Ovviamente tutto questo viene mal digerito dai gradi medio alti della Chiesa che si sentono oscurati e messi all’indice. Massimo Franco, sul Corriere, rivela in un lungo editoriale che si sono tre numeri che riassumono quello che si sta consumando in Vaticano: 20, 70, 10. Il 20 per cento, secondo le loro analisi, è quello di chi si è convinto di doverlo appoggiare; il 70 comprende una sorta di maggioranza silenziosa e indifferente, che lo asseconda in attesa di un altro Pontefice; e il 10 per cento fotografa il drappello dei nemici del papato argentino, sebbene magari non dichiarati. Sono cifre che, numero più numero meno, rimbalzano a Casa Santa Marta, dove abita Francesco; nella comunità latinoamericana di Roma; e in Argentina. Ma nel mare di anonimato nel quale affiorano critiche a Jorge Mario Bergoglio si intuisce una potenziale frattura geografica e strategica. Vero o no, il Papa sembra esprimere un modello di Chiesa “ostile all’ Italia, all’Europa e in generale all’ Occidente inteso come Nord del mondo”, sostiene un cardinale italiano. Col risultato di vedere crescere una fronda annidata nella terna ambigua del 10-70-20.

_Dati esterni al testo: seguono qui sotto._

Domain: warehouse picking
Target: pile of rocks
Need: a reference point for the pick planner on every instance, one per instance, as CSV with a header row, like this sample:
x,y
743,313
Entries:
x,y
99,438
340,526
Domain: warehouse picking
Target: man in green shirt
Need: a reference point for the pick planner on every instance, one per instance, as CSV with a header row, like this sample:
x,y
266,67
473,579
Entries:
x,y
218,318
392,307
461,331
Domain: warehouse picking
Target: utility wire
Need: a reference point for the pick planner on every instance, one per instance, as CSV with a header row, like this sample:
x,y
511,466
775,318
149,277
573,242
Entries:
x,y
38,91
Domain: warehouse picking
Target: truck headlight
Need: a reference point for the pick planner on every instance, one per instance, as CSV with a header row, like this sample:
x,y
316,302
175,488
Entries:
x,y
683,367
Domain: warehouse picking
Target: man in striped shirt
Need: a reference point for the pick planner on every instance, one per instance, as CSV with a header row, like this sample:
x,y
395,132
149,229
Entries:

Simili contrasti, avverte Franco, finiscono per accreditare un conflitto sordo tra due visioni di Chiesa; e perfino per evocare l’idea di “due Chiese”, incapaci di dialogare, perché, invece di ridursi, le distanze tra di loro minacciano di ampliarsi. Ormai è chiaro che dopo due anni, il Papa ha deciso di affidarsi ad una sorta di Curia in formato ridotto, perché non si fida di quella esistente; e di modificare alla radice il cursus honorum vescovile e cardinalizio, in Italia e altrove: come se le posizioni di rendita fossero state azzerate, dopo le dimissioni di Benedetto XVI.